Unnamed: 0,support,itemsets
0,0.6,(1)
1,1.0,(3)
2,0.8,(4)
3,0.6,(6)
4,0.8,(7)
5,0.6,"(1, 3)"
6,0.6,"(1, 4)"
7,0.6,"(1, 7)"
8,0.8,"(3, 4)"
9,0.6,"(3, 6)"


### Mining Strong Association Rules

Association rules can be mined based on the frequent itemsets that have been mined. This can be achieved using `association_rules` function is module `frequent_patterns`.

In [5]:
from mlxtend.frequent_patterns import association_rules
association_rules(FreqSets, min_threshold=0.8)
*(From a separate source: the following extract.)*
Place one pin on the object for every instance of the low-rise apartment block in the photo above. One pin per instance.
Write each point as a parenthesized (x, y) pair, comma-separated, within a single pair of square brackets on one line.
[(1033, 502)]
Unnamed: 0,antecedents,consequents,antecedent support,consequent support,support,confidence,lift,leverage,conviction
0,(Bread),(Cheese),0.6,1.0,0.6,1.0,1.0,0.0,inf
1,(Bread),(Curd),0.6,0.8,0.6,1.0,1.25,0.12,inf
2,(Bread),(Paneer),0.6,0.8,0.6,1.0,1.25,0.12,inf
3,(Curd),(Cheese),0.8,1.0,0.8,1.0,1.0,0.0,inf
4,(Cheese),(Curd),1.0,0.8,0.8,0.8,1.0,0.0,1.0
5,(Milk),(Cheese),0.6,1.0,0.6,1.0,1.0,0.0,inf
6,(Cheese),(Paneer),1.0,0.8,0.8,0.8,1.0,0.0,1.0
7,(Paneer),(Cheese),0.8,1.0,0.8,1.0,1.0,0.0,inf
8,"(Curd, Bread)",(Cheese),0.6,1.0,0.6,1.0,1.0,0.0,inf
9,"(Cheese, Bread)",(Curd),0.6,0.8,0.6,1.0,1.25,0.12,inf


In [6]:
int_rules = association_rules(FreqSets, min_threshold=0.8).query('lift > 1').reset_index()
int_rules

Unnamed: 0,index,antecedents,consequents,antecedent support,consequent support,support,confidence,lift,leverage,conviction
0,1,(Bread),(Curd),0.6,0.8,0.6,1.0,1.25,0.12,inf
1,2,(Bread),(Paneer),0.6,0.8,0.6,1.0,1.25,0.12,inf
2,9,"(Cheese, Bread)",(Curd),0.6,0.8,0.6,1.0,1.25,0.12,inf
3,10,(Bread),"(Curd, Cheese)",0.6,0.8,0.6,1.0,1.25,0.12,inf
4,12,"(Cheese, Bread)",(Paneer),0.6,0.8,0.6,1.0,1.25,0.12,inf
5,13,(Bread),"(Cheese, Paneer)",0.6,0.8,0.6,1.0,1.25,0.12,inf
6,14,"(Curd, Paneer)",(Bread),0.6,0.6,0.6,1.0,1.666667,0.24,inf
7,15,"(Bread, Paneer)",(Curd),0.6,0.8,0.6,1.0,1.25,0.12,inf
8,16,"(Curd, Bread)",(Paneer),0.6,0.8,0.6,1.0,1.25,0.12,inf
9,17,(Bread),"(Curd, Paneer)",0.6,0.6,0.6,1.0,1.666667,0.24,inf


### Home Work
Find out more about the measures **leverage** and **conviction**.